Personal information
- Full name: Mario Zorzan
- Date of birth: 15 February 1912
- Place of birth: Vicenza, Italy
- Date of death: 28 January 1973 (aged 60)
- Place of death: Milan, Italy
- Height: 1.78 m (5 ft 10 in)
- Position(s): Goalkeeper

Youth career
- Vicenza

Senior career*
- Years: Team / Apps / (Gls)
- 1929–1935: Vicenza / 108 / (0)
- 1935–1942: Milan / 147 / (0)
- 1942–1943: Abbiategrasso

= Mario Zorzan =

Italian footballer

Mario Zorzan (15 February 1912 – 28 January 1973) was an Italian professional footballer, who played as a goalkeeper.

==Club career==
Throughout his club career, Zorzan played for Italian sides Vicenza, Milan, and Abbiategrasso.
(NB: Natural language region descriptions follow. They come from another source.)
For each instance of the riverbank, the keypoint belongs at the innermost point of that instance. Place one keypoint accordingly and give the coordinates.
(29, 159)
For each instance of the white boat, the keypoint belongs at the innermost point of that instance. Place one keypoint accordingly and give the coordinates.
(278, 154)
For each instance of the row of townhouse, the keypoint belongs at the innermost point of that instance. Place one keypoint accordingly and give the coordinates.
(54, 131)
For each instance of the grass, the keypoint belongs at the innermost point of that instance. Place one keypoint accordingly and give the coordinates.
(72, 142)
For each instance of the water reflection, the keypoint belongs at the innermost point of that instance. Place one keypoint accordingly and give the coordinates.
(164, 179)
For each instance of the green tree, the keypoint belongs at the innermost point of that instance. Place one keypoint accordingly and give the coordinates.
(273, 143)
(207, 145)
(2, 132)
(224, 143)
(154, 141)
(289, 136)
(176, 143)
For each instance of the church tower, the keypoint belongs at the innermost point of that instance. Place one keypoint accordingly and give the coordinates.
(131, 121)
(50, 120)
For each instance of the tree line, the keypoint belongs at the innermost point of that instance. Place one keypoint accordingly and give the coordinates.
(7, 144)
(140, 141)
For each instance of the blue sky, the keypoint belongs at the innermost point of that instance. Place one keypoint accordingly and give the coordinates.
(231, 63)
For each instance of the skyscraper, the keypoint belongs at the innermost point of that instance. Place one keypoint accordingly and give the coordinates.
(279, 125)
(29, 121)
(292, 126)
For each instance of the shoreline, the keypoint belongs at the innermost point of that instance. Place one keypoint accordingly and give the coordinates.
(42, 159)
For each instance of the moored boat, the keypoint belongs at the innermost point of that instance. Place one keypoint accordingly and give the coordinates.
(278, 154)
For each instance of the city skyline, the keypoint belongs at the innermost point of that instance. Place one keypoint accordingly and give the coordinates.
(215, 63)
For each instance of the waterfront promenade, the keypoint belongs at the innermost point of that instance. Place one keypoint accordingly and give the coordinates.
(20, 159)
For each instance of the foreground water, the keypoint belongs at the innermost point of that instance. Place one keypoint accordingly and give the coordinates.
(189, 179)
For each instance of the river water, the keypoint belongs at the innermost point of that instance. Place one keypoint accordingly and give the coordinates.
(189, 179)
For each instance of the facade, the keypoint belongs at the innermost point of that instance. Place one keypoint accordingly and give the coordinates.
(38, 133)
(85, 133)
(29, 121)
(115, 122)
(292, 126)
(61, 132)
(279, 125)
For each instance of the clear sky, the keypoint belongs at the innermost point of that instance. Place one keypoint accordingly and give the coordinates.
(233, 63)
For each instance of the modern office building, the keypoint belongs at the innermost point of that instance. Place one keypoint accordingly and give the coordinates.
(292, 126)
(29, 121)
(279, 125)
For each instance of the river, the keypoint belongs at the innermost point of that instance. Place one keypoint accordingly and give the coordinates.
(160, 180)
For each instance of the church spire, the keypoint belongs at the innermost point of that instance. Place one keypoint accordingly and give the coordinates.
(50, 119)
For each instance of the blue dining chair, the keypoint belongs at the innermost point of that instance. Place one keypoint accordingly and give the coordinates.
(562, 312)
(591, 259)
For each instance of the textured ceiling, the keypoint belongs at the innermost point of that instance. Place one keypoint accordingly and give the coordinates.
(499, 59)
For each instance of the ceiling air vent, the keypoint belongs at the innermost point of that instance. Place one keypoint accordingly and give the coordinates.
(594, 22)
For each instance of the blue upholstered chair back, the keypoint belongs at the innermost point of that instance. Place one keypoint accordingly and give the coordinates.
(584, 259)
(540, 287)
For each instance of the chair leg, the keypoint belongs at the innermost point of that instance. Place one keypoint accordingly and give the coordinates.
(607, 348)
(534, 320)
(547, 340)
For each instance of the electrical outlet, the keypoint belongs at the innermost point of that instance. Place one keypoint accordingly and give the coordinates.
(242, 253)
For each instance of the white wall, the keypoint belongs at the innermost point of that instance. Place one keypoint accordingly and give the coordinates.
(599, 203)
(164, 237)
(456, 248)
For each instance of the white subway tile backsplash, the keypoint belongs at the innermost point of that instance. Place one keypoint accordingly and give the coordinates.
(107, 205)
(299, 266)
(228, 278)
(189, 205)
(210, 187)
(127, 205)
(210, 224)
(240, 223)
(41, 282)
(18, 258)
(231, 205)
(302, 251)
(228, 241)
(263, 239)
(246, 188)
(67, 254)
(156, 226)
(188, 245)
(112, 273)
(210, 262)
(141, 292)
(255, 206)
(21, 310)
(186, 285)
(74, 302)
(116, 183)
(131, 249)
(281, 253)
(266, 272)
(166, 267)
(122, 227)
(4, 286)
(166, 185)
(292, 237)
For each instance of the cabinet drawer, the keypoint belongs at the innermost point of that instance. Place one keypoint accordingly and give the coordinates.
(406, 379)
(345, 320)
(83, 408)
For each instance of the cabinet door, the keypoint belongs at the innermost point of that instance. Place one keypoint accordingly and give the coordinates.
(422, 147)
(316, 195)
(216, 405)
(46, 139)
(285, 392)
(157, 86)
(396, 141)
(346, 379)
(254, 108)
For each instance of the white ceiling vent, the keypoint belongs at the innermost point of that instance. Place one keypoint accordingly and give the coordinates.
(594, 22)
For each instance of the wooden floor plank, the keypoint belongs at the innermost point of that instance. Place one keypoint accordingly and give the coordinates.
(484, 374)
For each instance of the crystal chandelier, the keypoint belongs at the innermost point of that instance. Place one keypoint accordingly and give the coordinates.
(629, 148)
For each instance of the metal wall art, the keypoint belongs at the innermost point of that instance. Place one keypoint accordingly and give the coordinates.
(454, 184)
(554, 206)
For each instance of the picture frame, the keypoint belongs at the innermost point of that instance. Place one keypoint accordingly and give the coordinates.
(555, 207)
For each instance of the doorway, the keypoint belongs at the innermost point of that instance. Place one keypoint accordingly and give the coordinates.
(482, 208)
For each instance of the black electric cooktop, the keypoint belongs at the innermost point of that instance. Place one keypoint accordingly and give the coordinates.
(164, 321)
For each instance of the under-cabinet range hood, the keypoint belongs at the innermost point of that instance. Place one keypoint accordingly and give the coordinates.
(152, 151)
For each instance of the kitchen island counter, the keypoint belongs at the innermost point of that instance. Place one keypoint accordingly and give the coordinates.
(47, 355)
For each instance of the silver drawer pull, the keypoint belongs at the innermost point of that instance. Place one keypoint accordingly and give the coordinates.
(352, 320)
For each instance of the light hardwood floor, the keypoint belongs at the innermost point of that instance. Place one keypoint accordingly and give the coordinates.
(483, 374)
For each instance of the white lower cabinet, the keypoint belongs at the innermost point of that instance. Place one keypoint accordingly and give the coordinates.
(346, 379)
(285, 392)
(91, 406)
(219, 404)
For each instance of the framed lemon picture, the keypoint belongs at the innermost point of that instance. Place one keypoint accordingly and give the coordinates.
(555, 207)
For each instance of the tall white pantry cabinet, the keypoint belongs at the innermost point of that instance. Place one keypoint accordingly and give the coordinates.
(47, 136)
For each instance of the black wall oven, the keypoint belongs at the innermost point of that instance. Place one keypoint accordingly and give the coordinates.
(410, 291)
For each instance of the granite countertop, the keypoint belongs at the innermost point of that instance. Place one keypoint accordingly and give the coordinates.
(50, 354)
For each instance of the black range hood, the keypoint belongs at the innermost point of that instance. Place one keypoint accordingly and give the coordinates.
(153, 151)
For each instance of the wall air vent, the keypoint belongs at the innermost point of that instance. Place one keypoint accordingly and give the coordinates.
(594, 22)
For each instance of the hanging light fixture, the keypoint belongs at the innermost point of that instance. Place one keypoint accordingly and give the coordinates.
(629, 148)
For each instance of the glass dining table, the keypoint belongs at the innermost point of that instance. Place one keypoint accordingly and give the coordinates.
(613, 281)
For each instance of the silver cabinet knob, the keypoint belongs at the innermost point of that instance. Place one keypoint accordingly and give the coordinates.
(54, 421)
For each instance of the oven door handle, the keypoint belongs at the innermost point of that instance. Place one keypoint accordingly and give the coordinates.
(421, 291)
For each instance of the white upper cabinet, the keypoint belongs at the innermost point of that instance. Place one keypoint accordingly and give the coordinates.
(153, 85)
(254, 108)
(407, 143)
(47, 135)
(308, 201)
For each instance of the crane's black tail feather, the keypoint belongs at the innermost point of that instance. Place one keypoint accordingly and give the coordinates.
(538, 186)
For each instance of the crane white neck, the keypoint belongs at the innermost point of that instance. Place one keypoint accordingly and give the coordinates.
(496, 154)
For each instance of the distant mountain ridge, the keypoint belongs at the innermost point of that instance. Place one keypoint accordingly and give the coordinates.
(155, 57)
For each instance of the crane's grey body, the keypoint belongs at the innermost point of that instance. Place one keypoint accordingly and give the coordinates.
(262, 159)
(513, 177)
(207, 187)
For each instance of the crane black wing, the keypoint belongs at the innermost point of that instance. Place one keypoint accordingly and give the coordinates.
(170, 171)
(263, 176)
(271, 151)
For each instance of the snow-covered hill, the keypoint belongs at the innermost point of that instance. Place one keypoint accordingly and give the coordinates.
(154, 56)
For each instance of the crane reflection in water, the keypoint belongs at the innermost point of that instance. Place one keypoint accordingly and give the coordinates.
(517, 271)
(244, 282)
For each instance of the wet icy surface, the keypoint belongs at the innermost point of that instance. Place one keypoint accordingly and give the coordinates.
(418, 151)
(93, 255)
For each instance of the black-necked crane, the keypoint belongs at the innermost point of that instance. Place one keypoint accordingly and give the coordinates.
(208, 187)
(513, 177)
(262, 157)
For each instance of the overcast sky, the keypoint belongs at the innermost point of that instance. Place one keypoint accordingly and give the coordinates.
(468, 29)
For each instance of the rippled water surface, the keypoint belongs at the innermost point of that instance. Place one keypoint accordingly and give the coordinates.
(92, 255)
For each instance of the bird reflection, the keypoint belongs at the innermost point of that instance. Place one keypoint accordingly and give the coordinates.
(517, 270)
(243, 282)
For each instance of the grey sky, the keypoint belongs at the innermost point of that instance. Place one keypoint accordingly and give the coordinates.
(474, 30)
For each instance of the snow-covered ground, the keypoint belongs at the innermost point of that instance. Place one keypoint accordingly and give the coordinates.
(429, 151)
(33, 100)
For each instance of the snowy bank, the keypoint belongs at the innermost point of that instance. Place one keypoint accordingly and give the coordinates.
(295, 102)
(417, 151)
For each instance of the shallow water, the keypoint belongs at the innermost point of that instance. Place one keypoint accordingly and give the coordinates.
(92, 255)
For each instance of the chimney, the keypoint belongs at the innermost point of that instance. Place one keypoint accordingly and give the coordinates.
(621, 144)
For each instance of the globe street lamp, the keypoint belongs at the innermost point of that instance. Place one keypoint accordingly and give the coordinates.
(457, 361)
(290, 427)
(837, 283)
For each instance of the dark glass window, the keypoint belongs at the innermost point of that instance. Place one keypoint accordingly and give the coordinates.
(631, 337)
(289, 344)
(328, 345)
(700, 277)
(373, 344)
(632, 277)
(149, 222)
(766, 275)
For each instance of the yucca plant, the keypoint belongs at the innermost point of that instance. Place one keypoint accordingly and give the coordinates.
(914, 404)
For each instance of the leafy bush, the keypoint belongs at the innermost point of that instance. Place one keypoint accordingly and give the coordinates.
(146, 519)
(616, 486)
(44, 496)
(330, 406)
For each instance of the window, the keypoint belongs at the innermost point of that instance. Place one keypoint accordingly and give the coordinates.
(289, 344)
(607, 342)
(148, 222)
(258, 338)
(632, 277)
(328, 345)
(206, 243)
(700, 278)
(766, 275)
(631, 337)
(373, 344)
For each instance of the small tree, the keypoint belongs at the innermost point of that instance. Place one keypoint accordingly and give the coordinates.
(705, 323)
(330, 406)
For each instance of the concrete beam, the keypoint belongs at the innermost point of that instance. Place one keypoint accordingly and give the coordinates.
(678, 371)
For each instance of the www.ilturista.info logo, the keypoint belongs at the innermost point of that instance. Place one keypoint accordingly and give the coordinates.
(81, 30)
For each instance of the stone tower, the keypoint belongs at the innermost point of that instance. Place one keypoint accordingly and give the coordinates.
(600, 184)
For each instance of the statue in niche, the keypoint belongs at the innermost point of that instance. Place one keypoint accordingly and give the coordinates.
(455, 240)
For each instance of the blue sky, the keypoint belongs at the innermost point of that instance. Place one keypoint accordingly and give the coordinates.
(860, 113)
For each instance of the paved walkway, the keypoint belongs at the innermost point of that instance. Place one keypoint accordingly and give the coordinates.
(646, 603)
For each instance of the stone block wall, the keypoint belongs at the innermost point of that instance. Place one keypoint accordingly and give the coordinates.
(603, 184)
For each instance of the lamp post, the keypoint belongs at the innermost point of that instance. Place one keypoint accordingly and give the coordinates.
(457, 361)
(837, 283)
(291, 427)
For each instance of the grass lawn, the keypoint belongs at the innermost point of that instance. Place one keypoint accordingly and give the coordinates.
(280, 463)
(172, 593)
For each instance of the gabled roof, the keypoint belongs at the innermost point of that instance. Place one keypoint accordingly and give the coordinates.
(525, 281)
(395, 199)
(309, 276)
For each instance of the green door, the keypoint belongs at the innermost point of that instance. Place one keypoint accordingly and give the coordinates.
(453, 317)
With 176 appearances for Milan, he is the club's ninth-most capped keeper of all time, behind only Christian Abbiati (380), Sebastiano Rossi (330), Dida (302), Lorenzo Buffon (300), Enrico Albertosi (233), Dario Compiani (221), Fabio Cudicini (183), and Giovanni Rossetti (180).